Table 2 Reported summary estimates for the influence of preventive zinc supplementation on diarrheal outcomes (Adapted from Patel et al., 2011[69••])

Conclusions

Convincing biological rationale exists for the role of zinc in the etiopathogenesis of acute diarrhea. This role was supported by earlier controlled trials as well as meta-analyses. However, more recent data have tended to cumulatively blunt some of the early enthusiasm. Additional evidence that has pointed towards possible inter-individual variation in zinc benefit before or during acute diarrhea suggests that other as yet unknown mechanisms might be involved in the overall action of zinc against acute diarrhea.
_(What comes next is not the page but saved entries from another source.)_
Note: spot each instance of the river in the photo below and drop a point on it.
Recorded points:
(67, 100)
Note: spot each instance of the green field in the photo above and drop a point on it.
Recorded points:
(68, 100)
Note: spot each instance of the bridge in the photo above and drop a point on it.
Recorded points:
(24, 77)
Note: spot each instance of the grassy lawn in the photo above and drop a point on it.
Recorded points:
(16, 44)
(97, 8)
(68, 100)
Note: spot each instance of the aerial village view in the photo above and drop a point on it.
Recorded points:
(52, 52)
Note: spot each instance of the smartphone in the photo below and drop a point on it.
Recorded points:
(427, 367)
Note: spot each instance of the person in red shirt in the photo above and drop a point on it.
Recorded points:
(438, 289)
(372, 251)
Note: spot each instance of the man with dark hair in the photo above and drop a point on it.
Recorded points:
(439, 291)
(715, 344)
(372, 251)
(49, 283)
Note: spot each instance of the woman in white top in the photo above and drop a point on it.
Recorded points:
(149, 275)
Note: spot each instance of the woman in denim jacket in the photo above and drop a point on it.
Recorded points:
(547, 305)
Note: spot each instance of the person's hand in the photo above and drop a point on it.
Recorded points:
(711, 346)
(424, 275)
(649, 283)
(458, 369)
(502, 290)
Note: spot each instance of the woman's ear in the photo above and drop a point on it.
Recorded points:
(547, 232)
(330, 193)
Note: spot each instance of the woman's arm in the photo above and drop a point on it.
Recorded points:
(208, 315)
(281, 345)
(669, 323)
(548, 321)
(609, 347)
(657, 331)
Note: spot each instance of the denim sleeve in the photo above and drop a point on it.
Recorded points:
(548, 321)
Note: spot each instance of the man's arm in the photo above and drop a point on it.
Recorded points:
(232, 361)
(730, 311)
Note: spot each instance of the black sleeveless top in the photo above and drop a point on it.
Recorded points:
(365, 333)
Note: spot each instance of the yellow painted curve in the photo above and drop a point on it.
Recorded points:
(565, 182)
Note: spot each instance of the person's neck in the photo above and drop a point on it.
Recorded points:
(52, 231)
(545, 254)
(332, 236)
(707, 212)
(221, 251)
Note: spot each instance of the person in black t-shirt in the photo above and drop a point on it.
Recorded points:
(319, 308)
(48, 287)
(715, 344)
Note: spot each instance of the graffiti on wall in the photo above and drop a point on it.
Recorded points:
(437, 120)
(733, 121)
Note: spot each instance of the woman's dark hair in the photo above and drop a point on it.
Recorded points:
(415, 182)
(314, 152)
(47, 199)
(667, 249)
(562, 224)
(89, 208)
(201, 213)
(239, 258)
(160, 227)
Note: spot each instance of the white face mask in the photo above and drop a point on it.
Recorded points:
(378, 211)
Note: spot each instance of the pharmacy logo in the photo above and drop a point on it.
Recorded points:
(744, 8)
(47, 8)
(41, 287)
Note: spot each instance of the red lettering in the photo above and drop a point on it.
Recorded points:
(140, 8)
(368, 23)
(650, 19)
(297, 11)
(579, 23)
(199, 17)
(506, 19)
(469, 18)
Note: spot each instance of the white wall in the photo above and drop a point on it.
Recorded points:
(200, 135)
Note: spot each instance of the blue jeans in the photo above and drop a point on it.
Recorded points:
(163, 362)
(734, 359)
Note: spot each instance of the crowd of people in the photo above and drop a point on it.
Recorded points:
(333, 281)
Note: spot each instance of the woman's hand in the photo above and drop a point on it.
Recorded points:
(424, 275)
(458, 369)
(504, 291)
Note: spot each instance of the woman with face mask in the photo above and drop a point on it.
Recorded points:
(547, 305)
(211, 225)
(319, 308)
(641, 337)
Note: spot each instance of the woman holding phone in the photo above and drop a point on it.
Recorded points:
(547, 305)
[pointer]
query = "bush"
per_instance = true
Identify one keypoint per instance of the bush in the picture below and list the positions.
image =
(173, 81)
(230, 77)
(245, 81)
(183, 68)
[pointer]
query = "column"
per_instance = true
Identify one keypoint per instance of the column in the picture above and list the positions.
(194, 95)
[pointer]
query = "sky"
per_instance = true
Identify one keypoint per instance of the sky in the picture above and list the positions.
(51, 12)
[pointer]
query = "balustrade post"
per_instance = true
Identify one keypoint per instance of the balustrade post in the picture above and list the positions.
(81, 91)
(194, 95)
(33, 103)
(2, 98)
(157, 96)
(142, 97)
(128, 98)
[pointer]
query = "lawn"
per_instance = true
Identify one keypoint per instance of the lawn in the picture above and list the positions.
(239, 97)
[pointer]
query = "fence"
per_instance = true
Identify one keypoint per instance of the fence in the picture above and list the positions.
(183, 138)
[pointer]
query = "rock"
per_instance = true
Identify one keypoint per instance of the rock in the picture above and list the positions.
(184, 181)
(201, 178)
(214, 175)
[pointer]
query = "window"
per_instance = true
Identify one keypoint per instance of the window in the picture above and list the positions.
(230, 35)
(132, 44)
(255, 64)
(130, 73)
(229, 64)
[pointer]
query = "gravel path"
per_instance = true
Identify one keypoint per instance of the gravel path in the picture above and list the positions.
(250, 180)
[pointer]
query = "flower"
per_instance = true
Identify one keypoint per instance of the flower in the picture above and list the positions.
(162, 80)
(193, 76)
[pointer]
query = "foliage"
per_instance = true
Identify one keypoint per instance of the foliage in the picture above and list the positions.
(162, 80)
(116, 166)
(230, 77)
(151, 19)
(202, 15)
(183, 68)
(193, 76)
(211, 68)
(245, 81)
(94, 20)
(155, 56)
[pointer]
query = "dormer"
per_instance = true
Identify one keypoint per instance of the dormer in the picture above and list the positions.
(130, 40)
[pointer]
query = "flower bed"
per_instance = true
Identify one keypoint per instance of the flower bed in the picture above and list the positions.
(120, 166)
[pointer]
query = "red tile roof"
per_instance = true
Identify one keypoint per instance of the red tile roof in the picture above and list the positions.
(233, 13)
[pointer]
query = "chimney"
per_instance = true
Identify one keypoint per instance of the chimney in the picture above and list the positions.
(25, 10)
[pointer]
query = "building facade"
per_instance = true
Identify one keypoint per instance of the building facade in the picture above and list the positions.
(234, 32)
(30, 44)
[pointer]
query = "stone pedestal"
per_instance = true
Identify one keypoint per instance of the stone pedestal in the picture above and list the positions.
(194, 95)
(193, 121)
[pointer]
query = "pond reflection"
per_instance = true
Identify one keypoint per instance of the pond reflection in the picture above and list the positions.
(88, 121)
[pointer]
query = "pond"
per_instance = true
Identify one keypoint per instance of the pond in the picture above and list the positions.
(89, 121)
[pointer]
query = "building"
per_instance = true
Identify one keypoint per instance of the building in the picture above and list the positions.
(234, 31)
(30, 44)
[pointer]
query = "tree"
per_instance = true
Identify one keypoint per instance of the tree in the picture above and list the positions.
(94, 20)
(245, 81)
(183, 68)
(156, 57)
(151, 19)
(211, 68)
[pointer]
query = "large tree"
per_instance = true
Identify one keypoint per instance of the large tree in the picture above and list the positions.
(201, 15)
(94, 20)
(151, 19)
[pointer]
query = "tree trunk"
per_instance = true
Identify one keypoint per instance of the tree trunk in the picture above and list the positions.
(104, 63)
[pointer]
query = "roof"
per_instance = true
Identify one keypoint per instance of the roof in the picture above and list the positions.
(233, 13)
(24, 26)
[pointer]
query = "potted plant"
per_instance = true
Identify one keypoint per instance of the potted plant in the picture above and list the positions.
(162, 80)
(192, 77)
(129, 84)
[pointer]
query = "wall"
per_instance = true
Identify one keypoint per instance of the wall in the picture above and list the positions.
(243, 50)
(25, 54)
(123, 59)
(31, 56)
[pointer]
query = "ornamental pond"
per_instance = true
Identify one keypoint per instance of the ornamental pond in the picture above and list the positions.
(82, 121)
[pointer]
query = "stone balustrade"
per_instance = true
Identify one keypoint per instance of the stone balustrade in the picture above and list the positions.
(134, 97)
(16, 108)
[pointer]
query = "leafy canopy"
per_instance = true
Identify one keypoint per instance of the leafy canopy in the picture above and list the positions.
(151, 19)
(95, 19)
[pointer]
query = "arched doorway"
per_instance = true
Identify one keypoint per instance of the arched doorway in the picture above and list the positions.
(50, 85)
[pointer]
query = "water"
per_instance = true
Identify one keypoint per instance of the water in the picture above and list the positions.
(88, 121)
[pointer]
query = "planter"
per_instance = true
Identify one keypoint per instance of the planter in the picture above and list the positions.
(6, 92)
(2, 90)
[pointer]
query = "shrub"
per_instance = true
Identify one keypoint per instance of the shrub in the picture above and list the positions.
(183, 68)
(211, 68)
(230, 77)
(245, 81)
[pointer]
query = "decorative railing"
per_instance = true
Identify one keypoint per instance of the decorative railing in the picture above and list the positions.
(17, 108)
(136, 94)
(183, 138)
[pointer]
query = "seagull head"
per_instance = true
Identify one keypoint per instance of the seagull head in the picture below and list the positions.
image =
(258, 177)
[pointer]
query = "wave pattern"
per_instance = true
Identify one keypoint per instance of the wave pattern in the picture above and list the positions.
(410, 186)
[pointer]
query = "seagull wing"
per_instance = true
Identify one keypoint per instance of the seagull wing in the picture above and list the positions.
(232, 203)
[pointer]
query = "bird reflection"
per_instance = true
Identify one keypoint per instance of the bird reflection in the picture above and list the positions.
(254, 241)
These responses may include organism specificity, dose response, zinc preparations used as well as genetic uniqueness of the host. Whether and to what extent these factors might modify and tailor the beneficial effect of zinc is still unclear. It is also not known why zinc supplementation has a more pronounced effect on diarrheal duration as compared to other outcomes like stool frequency and volume. Well designed preclinical as well as clinical studies are urgently needed to address these important questions with an overall goal to improve the quality and quantity of the benefit of zinc supplementation against diarrhea.